PyMuPDF (fitz) [Link]

  • PyMuPDF, often imported as fitz, is widely regarded as one of the best open-source libraries for extracting text from PDFs. It provides a structured extract of the PDF content and is particularly good at handling text that is visibly seen when viewing the PDF. You can use methods like page.get_text('blocks') or page.get_text('dict') to extract text in a structured format.

PDFMiner [Link]

  • PDFMiner is a user-friendly and open-source library that focuses primarily on extracting text from PDF documents. It offers better accuracy and customization options compared to some other libraries. It works offline and is readily available for implementation.

PDFPlumber [Link]

  • PDFPlumber is built on top of PDFMiner.Six and offers a simpler interface for extracting text and metadata from PDFs. It provides detailed information about each text character, rectangle, and line, and also supports table extraction and visual debugging.

PyPDF2 [Link]

  • While PyPDF2 is a pure-python library that can handle various PDF tasks, including text extraction, it has been noted to be less reliable for text extraction compared to PyMuPDF and PDFPlumber. However, it is still useful for tasks like merging, splitting, and encrypting PDF files.

Tabula-py [Link]

  • Tabula-py is specifically designed for extracting tables from PDF documents and converting them into pandas DataFrames or CSV/JSON files. It is very useful for tabular data extraction.

pdfminer.six [Link]

  • This is an updated version of the original PDFMiner library and is used for extracting text from PDF documents. It is known for its simplicity and effectiveness.

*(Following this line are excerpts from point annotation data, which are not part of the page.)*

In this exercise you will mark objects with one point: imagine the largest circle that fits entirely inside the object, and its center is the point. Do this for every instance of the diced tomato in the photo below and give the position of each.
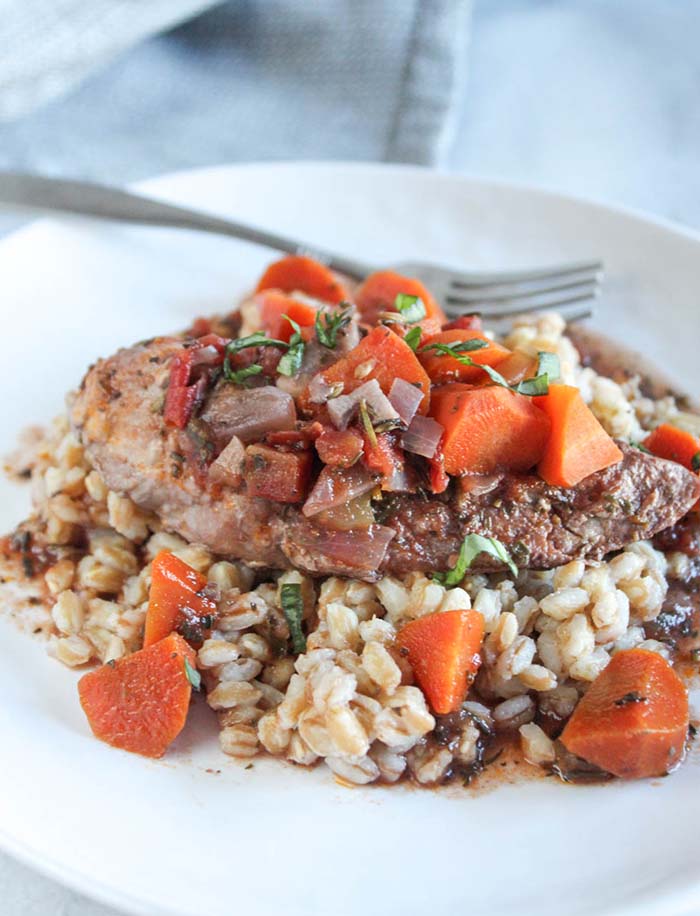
(282, 477)
(339, 448)
(180, 396)
(383, 458)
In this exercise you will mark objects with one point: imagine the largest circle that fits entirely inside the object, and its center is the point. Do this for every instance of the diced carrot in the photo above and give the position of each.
(175, 597)
(298, 273)
(274, 305)
(517, 366)
(339, 448)
(379, 291)
(633, 720)
(487, 429)
(139, 703)
(384, 356)
(280, 476)
(578, 445)
(441, 367)
(668, 441)
(443, 652)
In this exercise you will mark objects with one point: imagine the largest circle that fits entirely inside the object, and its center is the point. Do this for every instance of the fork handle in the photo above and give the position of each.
(84, 198)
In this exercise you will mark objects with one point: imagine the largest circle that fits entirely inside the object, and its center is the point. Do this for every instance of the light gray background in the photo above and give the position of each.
(595, 97)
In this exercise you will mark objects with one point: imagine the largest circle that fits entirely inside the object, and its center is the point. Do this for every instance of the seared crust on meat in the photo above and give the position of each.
(547, 526)
(117, 414)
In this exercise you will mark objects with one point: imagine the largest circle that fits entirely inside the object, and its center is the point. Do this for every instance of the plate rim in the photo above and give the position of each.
(680, 899)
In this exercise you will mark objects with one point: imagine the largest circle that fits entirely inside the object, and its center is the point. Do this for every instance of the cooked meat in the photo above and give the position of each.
(117, 415)
(546, 526)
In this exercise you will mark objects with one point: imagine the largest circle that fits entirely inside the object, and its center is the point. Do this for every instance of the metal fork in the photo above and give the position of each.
(497, 295)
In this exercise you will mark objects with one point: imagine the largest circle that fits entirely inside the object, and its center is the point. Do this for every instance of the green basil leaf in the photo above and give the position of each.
(534, 387)
(412, 338)
(472, 546)
(411, 308)
(239, 376)
(548, 364)
(193, 676)
(293, 610)
(329, 323)
(290, 363)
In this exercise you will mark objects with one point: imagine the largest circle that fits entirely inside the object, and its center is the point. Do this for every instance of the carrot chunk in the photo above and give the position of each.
(633, 720)
(298, 273)
(274, 305)
(443, 651)
(488, 428)
(578, 445)
(379, 291)
(518, 366)
(441, 367)
(175, 597)
(384, 356)
(139, 703)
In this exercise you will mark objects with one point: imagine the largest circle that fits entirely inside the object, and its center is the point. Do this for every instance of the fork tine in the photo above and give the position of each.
(519, 293)
(549, 304)
(466, 281)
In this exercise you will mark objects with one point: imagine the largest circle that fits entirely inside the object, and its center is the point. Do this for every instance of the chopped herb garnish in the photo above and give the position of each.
(258, 339)
(533, 387)
(240, 376)
(367, 423)
(411, 308)
(457, 347)
(193, 676)
(290, 363)
(412, 338)
(293, 610)
(472, 546)
(548, 364)
(328, 324)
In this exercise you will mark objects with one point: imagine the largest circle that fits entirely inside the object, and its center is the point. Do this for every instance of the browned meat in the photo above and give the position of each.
(546, 526)
(117, 415)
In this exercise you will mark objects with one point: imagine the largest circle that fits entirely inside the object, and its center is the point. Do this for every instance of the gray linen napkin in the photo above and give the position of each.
(85, 91)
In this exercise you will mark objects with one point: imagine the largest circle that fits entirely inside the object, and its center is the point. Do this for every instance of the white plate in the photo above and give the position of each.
(170, 837)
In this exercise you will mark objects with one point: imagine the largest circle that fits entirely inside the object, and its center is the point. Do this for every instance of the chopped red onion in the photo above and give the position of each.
(357, 551)
(405, 399)
(337, 486)
(423, 436)
(342, 409)
(205, 356)
(228, 466)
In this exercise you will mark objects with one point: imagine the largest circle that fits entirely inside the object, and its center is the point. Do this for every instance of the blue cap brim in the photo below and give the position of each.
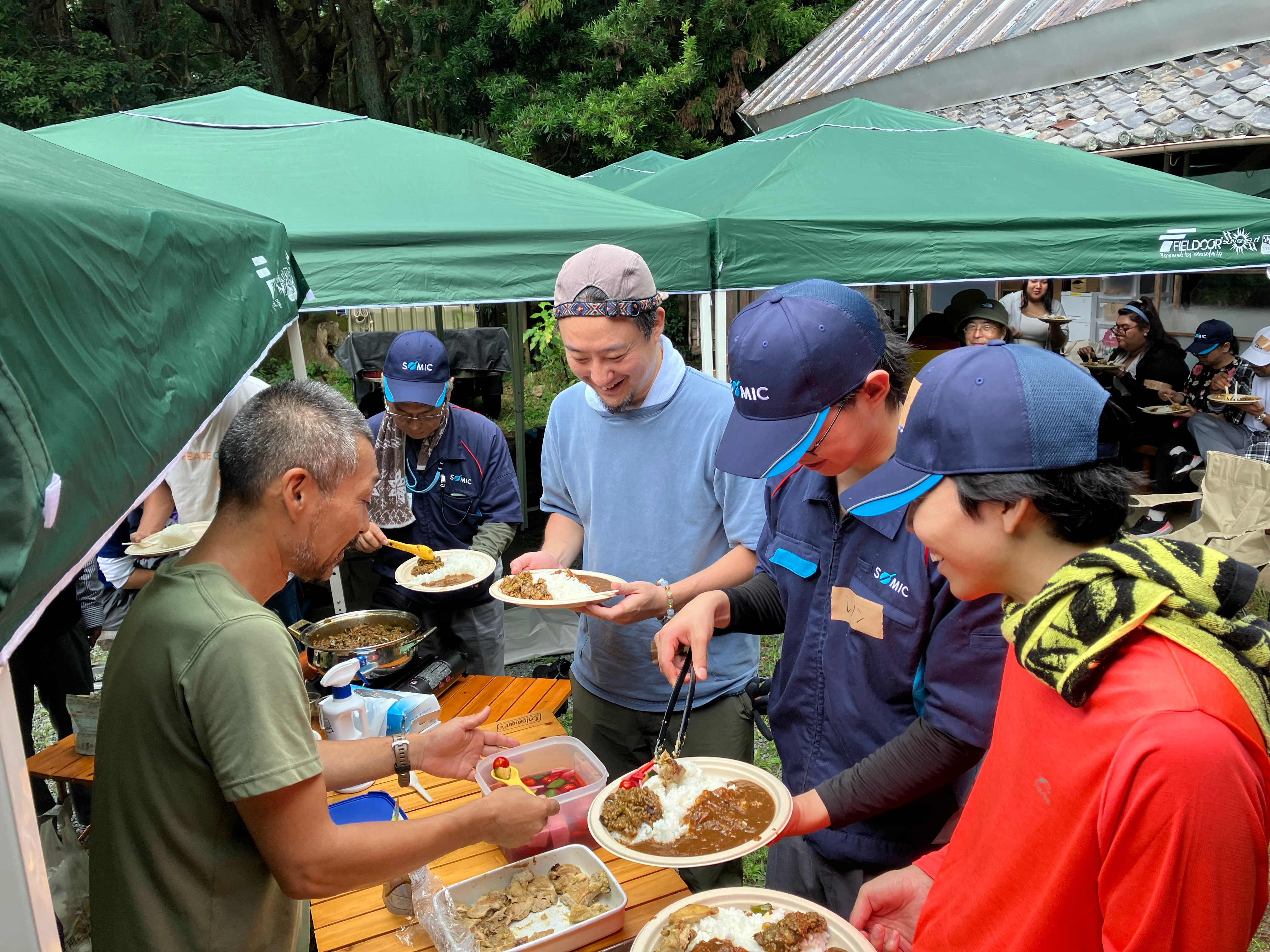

Pdf scrapping services to use in RAG

1.Unstructured.io [Link]

  • Unstructured.io is a platform and a set of tools designed to preprocess and transform unstructured data into a format that can be easily integrated into machine learning pipelines, particularly for Large Language Models (LLMs).

2.LlamaParse [Link]

  • LlamaParse is a proprietary document parsing service developed by LlamaIndex, designed to enhance the capabilities of Large Language Models (LLMs) and Retrieval-Augmented Generation (RAG) applications.

3.LLMWhisperer [Link]

  • This is the most common and practical application of LLMWhisperer. It is a technology designed to preprocess and present data from complex documents in a format that Large Language Models (LLMs) can effectively understand.